The protestors, wearing Kurdish clothes and waving their national flag, also chanted "Down with (Shiite Iraqi premier Ibrahim) Jaafari".
The demonstration, in the centre of the ethnically mixed city 250 kilometres (155 miles) north of Baghdad, was a "clear message to the constitution drafting committee not to ignore Kurdish rights," one of the organisers, Sattar Mustafa, told AFP.
Mustafa accused Jaafari's government of ignoring Kurdish demands: "We need to bring displaced Kurds back to Kirkuk and drive out the Arabs who were brought in by Saddam Hussein's fascist regime," he said.

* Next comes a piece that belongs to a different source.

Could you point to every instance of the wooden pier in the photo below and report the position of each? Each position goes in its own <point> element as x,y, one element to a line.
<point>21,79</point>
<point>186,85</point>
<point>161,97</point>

"We have struggled for our rights, we have tens of thousands of martyrs to dictatorship and we are ready to prolong our fight to get the right to self-determination," said another Kurd, Shirzad Abdel Khalek, from Iraqi President Jalal Talabani's Patriotic Union of Kurdistan Party.
On Friday Iraqi leaders said the situation in Kirkuk, whose demography was altered by Saddam Hussein by expelling Kurds and replacing them with Arabs, be "normalised" by December 15 at the latest.
Normalisation could revolve around helping thousands of expelled Kurds to return to their lands which were handed to Arabs, mainly Shiites from the south, by the former Iraqi president.